You can also register objects in a Registry instance. A Registry serves as a collection of types, allowing you to register and retrieve objects by their name.
Here’s an example:
from mlregistry import Registry
class Optimizer:
def __init__(self, model_params, learning_rate: float):
...
registry = Registry[Optimizer]() # Use generics to have PEP484 type hints.
registry.register(Optimizer, excluded_args=[0], excluded_kwargs=['model_params'])
In this example, the excluded_args
and excluded_kwargs
parameters are used to omit specific arguments from the hash calculation and the tracked parameters. These options are also available in the standalone register
function.
Once registered, you can retrieve an object from the registry using its name:
optimizer = registry.get('Optimizer')(model_params={'param':'someparams'}, learning_rate=0.01)
optimizer_arguments = getarguments(optimizer)

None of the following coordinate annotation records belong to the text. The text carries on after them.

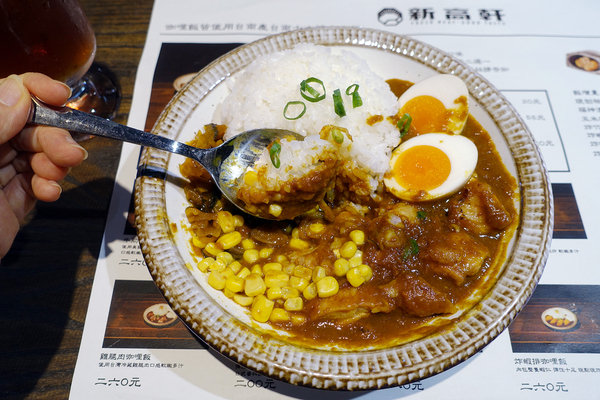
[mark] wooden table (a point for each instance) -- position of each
(46, 279)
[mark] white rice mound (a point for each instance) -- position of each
(259, 93)
(297, 158)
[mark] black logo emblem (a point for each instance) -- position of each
(389, 16)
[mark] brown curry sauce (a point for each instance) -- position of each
(408, 289)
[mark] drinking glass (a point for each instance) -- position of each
(54, 37)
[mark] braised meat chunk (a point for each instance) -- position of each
(408, 292)
(455, 256)
(479, 210)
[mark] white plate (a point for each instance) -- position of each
(160, 206)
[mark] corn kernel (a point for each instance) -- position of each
(356, 260)
(275, 210)
(319, 273)
(205, 263)
(234, 283)
(216, 280)
(288, 292)
(279, 315)
(212, 249)
(238, 221)
(243, 300)
(261, 308)
(199, 243)
(274, 293)
(227, 272)
(293, 304)
(250, 177)
(348, 249)
(289, 269)
(225, 221)
(248, 244)
(341, 267)
(265, 252)
(254, 285)
(316, 227)
(298, 283)
(243, 273)
(298, 319)
(310, 292)
(327, 286)
(298, 244)
(365, 271)
(354, 277)
(235, 266)
(256, 269)
(302, 272)
(358, 237)
(250, 256)
(229, 240)
(218, 265)
(276, 279)
(225, 257)
(272, 267)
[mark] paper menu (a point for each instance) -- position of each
(523, 49)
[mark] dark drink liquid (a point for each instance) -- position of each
(53, 37)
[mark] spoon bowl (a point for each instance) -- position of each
(225, 163)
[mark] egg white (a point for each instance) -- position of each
(462, 154)
(447, 89)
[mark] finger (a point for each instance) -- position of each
(9, 224)
(45, 189)
(43, 167)
(56, 143)
(7, 154)
(19, 195)
(7, 173)
(46, 89)
(14, 107)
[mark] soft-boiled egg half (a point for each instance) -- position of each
(436, 104)
(430, 166)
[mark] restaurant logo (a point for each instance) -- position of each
(389, 17)
(427, 15)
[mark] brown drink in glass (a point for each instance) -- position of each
(54, 37)
(48, 36)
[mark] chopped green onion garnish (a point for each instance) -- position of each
(274, 150)
(338, 103)
(353, 91)
(337, 135)
(412, 249)
(403, 124)
(310, 93)
(292, 116)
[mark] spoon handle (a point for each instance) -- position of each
(78, 121)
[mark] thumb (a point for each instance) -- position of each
(14, 107)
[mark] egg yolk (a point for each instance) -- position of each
(421, 167)
(428, 114)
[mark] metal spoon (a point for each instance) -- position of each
(225, 163)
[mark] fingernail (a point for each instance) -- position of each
(10, 92)
(55, 184)
(85, 153)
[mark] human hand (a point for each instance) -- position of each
(32, 158)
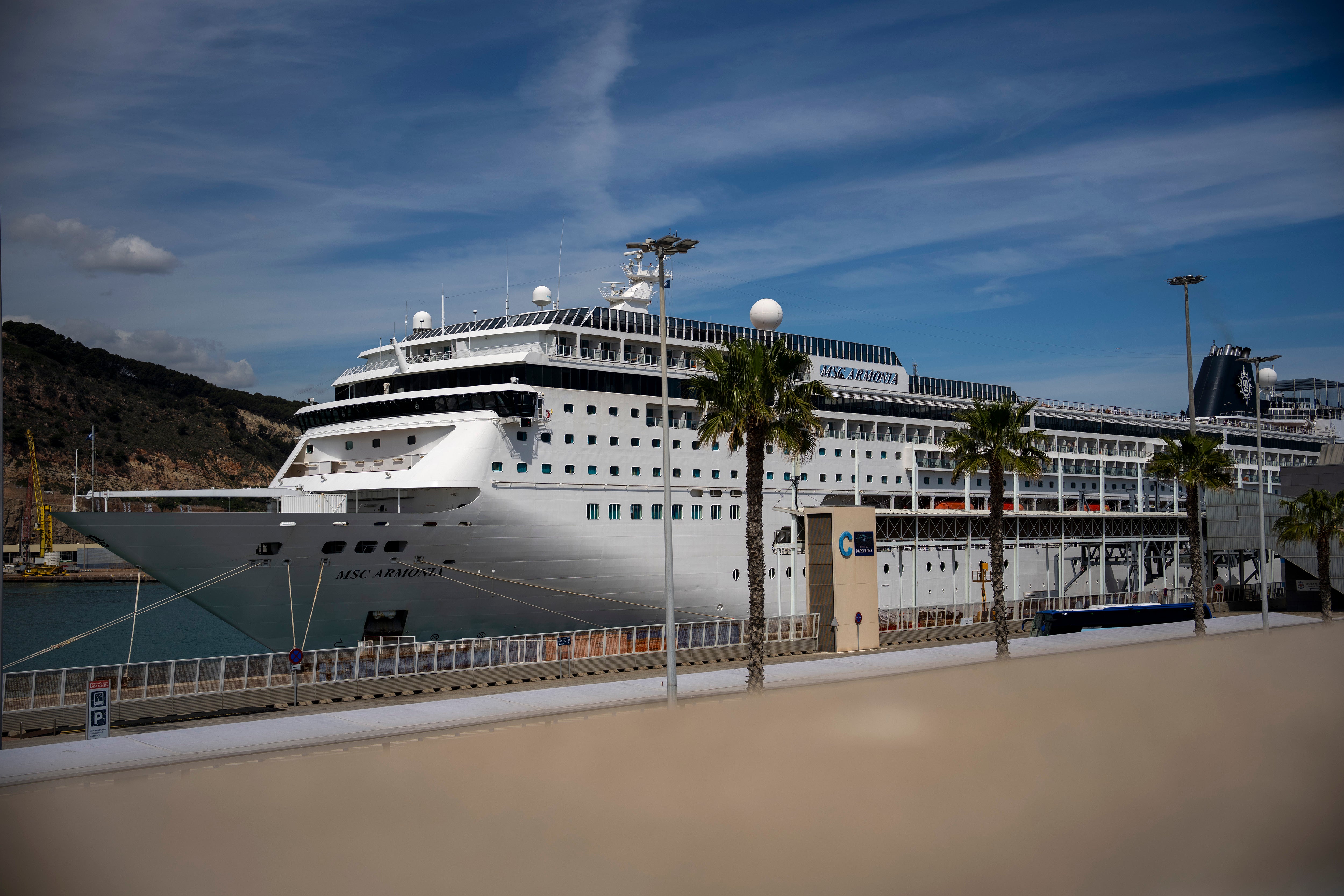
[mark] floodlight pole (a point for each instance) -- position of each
(1260, 490)
(664, 246)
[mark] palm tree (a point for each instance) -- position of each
(996, 438)
(1316, 516)
(753, 395)
(1197, 464)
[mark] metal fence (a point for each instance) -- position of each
(956, 615)
(50, 688)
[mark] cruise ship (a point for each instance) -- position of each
(505, 476)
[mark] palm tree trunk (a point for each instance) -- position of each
(1323, 576)
(996, 558)
(1197, 561)
(756, 561)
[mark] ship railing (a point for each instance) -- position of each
(370, 366)
(53, 688)
(1019, 611)
(431, 356)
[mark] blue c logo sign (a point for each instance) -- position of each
(846, 545)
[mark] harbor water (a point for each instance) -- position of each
(40, 615)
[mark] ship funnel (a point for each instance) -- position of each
(767, 315)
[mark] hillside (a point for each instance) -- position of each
(158, 429)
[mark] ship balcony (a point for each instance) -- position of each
(367, 465)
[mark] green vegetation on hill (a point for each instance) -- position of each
(158, 429)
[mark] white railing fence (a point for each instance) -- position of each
(49, 688)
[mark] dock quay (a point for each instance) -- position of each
(291, 731)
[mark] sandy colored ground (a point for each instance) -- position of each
(1170, 769)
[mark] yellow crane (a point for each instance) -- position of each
(42, 526)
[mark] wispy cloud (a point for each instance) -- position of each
(95, 250)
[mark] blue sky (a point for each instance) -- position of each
(998, 191)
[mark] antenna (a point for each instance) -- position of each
(560, 264)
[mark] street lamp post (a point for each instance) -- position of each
(1264, 381)
(664, 246)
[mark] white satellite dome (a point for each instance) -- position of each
(767, 315)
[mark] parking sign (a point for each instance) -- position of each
(100, 710)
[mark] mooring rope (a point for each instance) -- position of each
(289, 580)
(323, 566)
(217, 580)
(505, 596)
(134, 619)
(578, 594)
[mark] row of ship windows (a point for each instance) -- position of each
(272, 549)
(615, 441)
(498, 467)
(636, 512)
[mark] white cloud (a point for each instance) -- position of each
(95, 250)
(201, 356)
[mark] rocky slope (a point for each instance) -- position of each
(158, 429)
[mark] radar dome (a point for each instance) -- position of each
(767, 315)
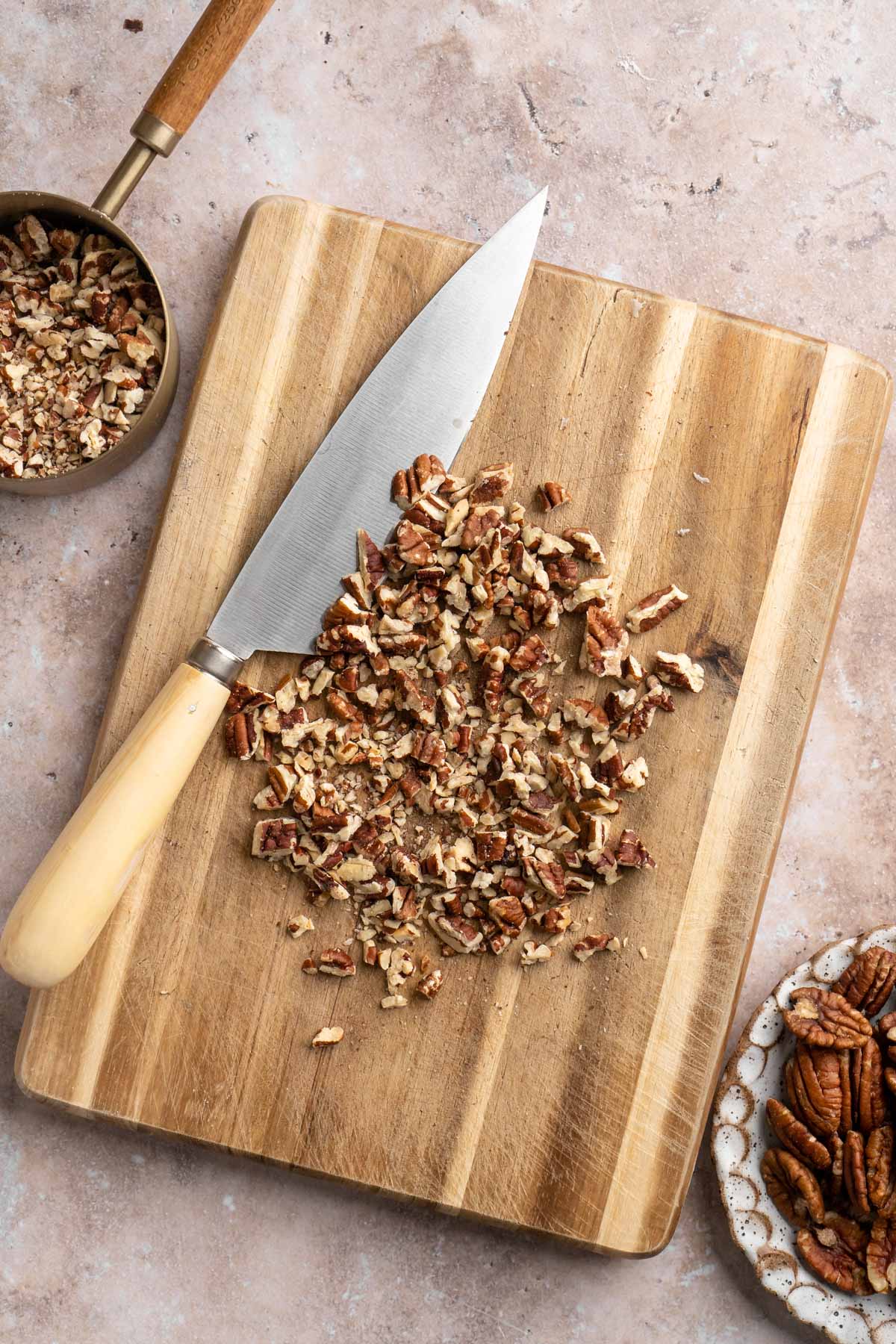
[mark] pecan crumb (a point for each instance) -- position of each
(328, 1036)
(553, 494)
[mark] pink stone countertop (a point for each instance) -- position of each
(739, 155)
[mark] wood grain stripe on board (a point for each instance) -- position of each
(662, 359)
(793, 631)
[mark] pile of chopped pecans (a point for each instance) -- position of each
(82, 340)
(832, 1172)
(438, 784)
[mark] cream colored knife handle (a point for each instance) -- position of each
(62, 910)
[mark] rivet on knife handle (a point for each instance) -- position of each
(67, 900)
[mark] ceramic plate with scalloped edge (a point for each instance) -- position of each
(739, 1139)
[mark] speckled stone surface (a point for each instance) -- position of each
(738, 155)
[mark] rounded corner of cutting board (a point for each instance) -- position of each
(23, 1070)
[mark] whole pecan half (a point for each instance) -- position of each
(879, 1167)
(855, 1174)
(836, 1174)
(868, 981)
(867, 1078)
(791, 1187)
(887, 1035)
(836, 1253)
(845, 1089)
(882, 1254)
(822, 1018)
(794, 1136)
(815, 1089)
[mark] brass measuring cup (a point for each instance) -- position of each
(205, 58)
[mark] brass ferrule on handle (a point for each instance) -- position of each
(215, 42)
(152, 136)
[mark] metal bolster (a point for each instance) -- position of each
(207, 656)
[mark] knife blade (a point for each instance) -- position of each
(422, 396)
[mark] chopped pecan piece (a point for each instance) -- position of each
(535, 953)
(454, 930)
(246, 698)
(638, 719)
(585, 544)
(632, 671)
(822, 1018)
(299, 925)
(605, 644)
(477, 523)
(492, 483)
(791, 1187)
(594, 591)
(836, 1253)
(508, 914)
(558, 918)
(794, 1136)
(328, 1036)
(335, 961)
(417, 544)
(489, 846)
(632, 853)
(610, 764)
(868, 981)
(531, 655)
(432, 983)
(617, 703)
(677, 670)
(586, 714)
(655, 608)
(274, 839)
(553, 494)
(635, 776)
(590, 944)
(240, 735)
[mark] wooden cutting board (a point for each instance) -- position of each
(568, 1098)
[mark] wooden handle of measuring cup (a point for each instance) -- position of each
(205, 60)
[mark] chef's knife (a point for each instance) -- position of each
(421, 398)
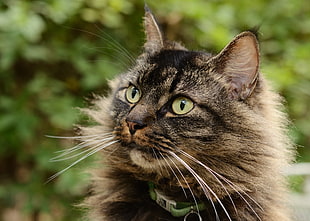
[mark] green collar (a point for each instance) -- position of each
(177, 209)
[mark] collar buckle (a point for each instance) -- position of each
(164, 201)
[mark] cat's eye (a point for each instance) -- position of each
(182, 105)
(133, 94)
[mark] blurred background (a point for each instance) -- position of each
(55, 54)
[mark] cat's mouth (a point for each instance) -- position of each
(146, 157)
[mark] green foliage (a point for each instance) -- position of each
(55, 53)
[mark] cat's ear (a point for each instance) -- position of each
(238, 64)
(154, 39)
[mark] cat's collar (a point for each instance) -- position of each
(177, 209)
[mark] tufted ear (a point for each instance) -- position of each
(238, 64)
(154, 39)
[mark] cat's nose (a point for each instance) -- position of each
(134, 126)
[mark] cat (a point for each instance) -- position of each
(187, 135)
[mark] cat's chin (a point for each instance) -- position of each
(145, 160)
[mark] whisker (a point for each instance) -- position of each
(174, 174)
(206, 189)
(59, 158)
(208, 169)
(81, 146)
(231, 184)
(189, 188)
(77, 137)
(79, 160)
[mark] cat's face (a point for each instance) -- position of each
(179, 101)
(166, 105)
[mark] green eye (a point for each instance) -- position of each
(182, 105)
(133, 94)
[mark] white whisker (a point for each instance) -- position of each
(174, 174)
(98, 143)
(189, 188)
(231, 184)
(203, 184)
(77, 137)
(85, 143)
(79, 160)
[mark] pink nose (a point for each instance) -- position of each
(134, 126)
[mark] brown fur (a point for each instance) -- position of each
(236, 129)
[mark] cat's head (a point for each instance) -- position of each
(185, 109)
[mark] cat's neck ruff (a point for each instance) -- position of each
(177, 209)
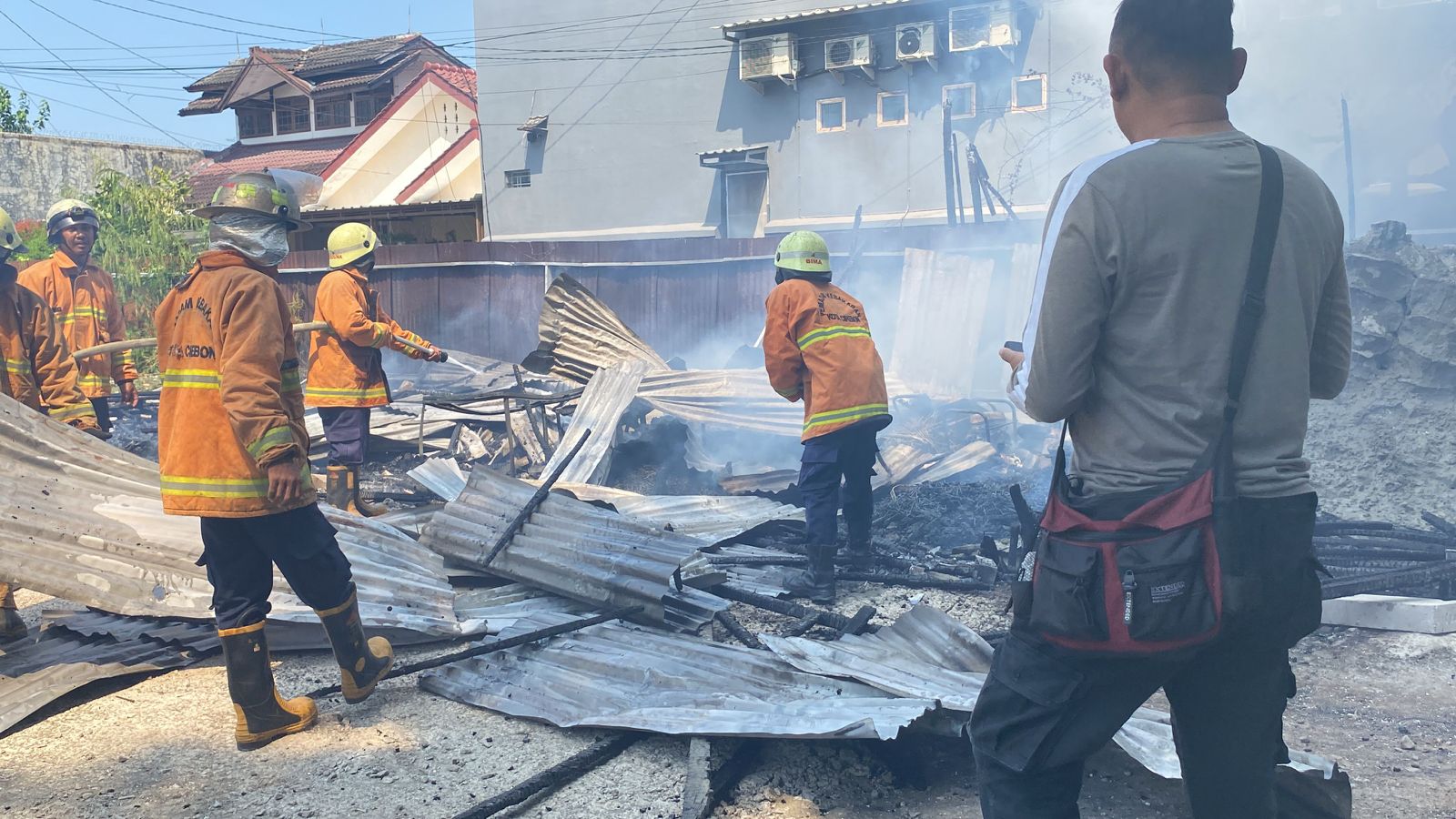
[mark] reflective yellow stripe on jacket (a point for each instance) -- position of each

print(optimizer_arguments) # {'learning_rate': 0.01} # model_params is excluded from the arguments
This feature is especially useful when you need to dynamically list available machine learning models, such as in a REST API, and create a model using only its name and hyperparameters:
print(registry.keys()) # ['Optimizer']
print(registry.signature('Optimizer')) # {'learning_rate': float}
The package includes additional functionality, which you can explore further in the documentation.
License
This project is licensed under the MIT License - Use it as you wish in your projects.